No, I was just wondering if far expiry option prices actually reflect near term dividend payouts. At some point the expected future value (volatility?) should swamp small dividend events. Let's say we're looking at a dividend aristocrat like T. Expectation should be that the next 4 quarterly dividends will happen and that they won't get cut. (Maybe they'll increase?) Does a 1 year LEAP actually price out in such a manner that those impending 4 quarterly dividends are accounted for? Seems like a small effect. I don't know how we could discern signal from noise.
Yes, those LEAPs will be pricing in all of dividends. It's pretty easy to see - pul up the option chain and see at what price does put price equal to the call price. That strike minus the spot price is your "forward drop" which is a combination of the dividends/borrow and interest rates.

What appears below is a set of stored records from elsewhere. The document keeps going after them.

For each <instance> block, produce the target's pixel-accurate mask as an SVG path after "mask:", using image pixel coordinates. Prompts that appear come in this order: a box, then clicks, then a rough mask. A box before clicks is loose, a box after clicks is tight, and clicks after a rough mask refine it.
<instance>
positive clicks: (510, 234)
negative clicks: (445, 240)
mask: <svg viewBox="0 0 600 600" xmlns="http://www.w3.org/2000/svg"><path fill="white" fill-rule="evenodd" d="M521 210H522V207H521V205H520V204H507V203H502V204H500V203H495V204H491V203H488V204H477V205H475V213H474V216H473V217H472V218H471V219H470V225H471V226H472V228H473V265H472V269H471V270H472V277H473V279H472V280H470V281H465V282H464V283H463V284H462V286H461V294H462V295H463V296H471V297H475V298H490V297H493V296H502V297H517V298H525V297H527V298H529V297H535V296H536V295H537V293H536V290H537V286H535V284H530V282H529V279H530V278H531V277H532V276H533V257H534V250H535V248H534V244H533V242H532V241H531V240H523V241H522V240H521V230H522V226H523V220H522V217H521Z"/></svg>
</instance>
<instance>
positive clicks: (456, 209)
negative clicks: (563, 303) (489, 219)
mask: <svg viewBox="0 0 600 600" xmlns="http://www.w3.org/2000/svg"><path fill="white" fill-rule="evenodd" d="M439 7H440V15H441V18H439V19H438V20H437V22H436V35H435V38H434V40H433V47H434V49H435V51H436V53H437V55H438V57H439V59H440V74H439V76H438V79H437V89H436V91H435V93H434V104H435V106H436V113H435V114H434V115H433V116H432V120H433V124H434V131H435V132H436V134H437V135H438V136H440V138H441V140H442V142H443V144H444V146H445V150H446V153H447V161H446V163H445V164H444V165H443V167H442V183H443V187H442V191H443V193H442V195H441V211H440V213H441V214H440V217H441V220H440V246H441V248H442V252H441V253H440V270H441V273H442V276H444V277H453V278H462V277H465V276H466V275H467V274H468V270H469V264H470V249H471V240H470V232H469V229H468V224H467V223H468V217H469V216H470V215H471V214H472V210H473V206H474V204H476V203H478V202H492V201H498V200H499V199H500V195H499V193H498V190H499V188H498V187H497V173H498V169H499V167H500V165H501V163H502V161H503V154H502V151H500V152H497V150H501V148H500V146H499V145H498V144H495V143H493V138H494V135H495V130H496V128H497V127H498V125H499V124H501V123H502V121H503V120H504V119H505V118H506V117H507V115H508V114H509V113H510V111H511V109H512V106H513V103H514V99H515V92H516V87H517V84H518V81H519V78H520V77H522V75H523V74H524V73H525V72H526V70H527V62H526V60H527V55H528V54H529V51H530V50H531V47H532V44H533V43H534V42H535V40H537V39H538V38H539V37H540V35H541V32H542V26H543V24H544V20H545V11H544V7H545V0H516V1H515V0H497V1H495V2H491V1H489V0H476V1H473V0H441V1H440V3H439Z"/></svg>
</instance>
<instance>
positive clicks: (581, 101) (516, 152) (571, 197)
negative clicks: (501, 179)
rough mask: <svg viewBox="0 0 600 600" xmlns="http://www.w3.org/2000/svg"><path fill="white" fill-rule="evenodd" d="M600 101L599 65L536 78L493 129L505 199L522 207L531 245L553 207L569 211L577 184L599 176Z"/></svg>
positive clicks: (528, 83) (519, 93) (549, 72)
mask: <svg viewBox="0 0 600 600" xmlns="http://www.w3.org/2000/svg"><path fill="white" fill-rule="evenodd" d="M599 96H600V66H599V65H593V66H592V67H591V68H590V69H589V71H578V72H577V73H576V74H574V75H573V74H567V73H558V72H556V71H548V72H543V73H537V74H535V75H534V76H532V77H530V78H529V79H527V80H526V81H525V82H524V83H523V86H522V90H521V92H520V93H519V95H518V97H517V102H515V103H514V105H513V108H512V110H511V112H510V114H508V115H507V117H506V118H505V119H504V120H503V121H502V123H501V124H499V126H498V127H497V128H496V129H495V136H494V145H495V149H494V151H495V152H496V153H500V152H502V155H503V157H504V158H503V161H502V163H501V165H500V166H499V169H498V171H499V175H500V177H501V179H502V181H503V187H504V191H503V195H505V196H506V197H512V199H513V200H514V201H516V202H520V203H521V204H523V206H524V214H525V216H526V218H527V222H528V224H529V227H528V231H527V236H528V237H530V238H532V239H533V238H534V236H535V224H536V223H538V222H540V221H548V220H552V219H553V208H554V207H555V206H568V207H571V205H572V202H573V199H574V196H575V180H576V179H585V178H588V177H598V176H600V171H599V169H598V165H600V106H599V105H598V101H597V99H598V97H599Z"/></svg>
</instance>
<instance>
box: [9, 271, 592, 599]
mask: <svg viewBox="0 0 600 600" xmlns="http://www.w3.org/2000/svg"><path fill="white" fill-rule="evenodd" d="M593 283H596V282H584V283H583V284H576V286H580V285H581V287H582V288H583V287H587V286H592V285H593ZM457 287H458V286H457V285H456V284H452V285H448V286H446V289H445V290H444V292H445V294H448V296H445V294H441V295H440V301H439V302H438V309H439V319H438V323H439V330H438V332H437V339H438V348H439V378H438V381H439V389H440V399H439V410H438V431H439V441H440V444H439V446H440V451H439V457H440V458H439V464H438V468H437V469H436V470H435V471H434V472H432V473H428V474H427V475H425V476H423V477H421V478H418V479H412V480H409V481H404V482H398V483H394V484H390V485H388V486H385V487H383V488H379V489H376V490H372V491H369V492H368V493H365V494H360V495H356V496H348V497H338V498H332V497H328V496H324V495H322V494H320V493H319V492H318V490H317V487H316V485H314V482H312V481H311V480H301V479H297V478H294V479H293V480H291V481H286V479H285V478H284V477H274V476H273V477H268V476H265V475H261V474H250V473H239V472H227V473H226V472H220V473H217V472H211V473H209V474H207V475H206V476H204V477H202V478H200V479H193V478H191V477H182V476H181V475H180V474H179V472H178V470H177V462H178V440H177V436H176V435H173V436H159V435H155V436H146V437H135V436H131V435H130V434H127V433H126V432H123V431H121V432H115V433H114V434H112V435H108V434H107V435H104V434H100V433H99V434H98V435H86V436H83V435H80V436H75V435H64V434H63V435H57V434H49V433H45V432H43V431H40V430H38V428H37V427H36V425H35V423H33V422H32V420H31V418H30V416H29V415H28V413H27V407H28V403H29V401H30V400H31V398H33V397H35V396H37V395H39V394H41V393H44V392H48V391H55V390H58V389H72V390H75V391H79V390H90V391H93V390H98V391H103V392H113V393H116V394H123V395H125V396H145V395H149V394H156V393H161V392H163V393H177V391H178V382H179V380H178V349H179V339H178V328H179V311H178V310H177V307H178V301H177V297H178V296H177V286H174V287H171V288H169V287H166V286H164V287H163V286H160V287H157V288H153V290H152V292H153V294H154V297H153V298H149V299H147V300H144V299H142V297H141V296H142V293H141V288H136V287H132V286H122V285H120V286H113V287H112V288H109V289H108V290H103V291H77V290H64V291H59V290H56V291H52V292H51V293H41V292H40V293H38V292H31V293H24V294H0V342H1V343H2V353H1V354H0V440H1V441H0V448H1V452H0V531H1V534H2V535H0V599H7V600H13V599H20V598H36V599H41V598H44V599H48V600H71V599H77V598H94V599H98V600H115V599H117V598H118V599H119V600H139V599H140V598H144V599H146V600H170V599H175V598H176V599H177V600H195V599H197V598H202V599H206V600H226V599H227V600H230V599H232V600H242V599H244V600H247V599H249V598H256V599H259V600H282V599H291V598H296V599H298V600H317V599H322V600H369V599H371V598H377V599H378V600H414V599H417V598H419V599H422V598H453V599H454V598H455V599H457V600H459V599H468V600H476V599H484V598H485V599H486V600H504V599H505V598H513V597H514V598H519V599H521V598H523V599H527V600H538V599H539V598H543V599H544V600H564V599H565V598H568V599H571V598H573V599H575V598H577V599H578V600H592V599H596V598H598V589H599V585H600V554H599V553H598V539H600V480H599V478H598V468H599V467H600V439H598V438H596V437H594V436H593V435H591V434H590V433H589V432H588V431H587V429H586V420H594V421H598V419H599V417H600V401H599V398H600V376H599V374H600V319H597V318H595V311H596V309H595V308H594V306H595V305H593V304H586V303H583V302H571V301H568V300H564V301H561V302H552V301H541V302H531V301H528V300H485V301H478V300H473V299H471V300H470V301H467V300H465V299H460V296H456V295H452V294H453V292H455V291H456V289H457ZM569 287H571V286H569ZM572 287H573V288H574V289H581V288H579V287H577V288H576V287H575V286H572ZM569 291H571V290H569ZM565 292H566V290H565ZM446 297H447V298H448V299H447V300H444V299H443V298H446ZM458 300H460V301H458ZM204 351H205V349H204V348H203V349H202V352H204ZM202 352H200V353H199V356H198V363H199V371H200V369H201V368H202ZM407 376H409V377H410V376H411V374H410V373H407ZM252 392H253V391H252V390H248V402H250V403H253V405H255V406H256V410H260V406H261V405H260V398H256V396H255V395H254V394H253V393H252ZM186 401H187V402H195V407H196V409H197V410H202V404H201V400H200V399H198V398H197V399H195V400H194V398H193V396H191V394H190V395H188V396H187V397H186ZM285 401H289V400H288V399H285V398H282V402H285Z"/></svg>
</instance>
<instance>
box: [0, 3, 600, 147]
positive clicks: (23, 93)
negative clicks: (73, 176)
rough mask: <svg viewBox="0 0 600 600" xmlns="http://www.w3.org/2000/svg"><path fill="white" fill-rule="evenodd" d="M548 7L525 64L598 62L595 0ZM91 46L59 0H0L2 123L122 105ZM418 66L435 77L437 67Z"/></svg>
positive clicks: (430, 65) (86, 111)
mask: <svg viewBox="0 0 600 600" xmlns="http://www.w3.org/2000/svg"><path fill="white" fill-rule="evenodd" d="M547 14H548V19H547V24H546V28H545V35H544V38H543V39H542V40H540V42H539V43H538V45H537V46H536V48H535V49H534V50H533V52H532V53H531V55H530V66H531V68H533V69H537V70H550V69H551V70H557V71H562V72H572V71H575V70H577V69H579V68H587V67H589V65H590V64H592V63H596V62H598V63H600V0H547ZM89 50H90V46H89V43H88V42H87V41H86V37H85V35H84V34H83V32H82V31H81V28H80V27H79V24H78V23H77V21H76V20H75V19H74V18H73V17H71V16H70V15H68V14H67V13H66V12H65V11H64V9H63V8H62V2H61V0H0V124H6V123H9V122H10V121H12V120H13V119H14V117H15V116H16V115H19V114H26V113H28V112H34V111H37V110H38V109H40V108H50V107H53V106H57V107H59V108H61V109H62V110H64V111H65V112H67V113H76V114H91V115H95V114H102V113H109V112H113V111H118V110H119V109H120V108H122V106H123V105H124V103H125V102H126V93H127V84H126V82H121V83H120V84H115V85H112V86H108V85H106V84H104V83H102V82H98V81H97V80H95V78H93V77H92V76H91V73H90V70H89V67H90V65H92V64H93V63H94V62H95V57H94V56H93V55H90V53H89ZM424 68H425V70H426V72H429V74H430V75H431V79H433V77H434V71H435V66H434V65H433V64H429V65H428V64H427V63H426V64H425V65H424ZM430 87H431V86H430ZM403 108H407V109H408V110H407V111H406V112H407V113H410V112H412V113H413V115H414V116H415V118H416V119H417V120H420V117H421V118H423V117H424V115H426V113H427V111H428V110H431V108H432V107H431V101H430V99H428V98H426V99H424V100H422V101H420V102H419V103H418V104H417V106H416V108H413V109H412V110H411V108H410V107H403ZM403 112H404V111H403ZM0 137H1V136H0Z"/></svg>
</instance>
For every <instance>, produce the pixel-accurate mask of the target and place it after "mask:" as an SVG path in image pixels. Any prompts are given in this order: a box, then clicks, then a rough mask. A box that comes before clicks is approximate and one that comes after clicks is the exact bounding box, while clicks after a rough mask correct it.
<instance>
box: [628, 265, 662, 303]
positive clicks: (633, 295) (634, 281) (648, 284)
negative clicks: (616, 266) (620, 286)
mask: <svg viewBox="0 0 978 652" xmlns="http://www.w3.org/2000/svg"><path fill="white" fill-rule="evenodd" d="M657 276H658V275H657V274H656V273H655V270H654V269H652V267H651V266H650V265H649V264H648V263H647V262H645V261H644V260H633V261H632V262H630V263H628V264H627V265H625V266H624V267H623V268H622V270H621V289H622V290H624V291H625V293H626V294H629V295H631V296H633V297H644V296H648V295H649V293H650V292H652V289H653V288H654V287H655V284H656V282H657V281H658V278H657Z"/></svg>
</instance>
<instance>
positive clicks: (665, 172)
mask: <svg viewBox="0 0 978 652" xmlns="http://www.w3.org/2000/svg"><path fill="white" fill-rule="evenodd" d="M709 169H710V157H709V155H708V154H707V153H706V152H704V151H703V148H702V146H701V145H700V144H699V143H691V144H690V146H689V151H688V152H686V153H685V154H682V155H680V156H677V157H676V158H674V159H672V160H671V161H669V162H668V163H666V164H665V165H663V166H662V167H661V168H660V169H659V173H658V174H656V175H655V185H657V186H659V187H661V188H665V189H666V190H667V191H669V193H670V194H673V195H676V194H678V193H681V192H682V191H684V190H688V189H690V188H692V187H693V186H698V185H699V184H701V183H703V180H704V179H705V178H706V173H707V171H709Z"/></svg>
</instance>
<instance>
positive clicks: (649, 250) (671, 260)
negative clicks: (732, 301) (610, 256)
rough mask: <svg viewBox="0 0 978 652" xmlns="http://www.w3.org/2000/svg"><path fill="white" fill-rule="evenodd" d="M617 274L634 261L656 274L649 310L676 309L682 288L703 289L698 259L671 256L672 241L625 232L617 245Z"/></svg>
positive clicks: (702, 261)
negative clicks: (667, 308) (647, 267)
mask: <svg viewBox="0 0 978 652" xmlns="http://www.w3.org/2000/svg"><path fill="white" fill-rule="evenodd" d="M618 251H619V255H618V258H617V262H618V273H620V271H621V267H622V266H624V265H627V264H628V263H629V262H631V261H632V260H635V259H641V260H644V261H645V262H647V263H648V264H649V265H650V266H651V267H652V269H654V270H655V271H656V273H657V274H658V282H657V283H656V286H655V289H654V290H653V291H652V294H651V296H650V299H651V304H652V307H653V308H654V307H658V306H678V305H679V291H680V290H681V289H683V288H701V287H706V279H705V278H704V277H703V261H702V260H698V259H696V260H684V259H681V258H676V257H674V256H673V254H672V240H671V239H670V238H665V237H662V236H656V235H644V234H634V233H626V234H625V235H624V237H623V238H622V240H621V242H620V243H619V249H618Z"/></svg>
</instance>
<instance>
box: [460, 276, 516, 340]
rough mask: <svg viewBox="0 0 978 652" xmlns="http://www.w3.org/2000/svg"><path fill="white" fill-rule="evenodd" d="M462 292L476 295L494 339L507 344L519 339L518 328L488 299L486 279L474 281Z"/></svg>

OK, thanks. For T ($36.17), I see the Jan19 $36 combo price as $0.08, which feels like a wash. Annual dividend is $1.96, so it seems like I could buy the stock and short the synthetic, capturing the dividend with almost no risk. Sure, it's "only" 5.4%, but for no risk? What am I missing? I guess the stock could get called away if it's ITM.
The bottom line, the stock behaved 80% as predicted, and profit was made on the trade. The theoretical experts should post a live trade to prove their setups.
It's not "no risk", you are short convexity if you think of it. Say you trade a combo and buy the stock. If the stock goes up enough, it gets called away before the ex-div date and you are stuck with a put that's going to be pricing much lower at that point. Since these are American options, you have to look at combos where the put is DITM.
I'd have to disagree with SLE here. If you buy the conversion, (long stock, long put, short call) Your only risk is a change in interest rates (upward) or a change in the dividend (down). If your stock gets called away early, that's a good thing. You will have your long put on for free, anything you sell it for will increase your profit.
You buy the stock and you sell the forward with an implied dividend (some discount) and you don't realize the dividend (get called away). That's how you lose money.
Sure I missed the dividend but I made $1200 return after comm in a couple of weeks from call premium and capital gains.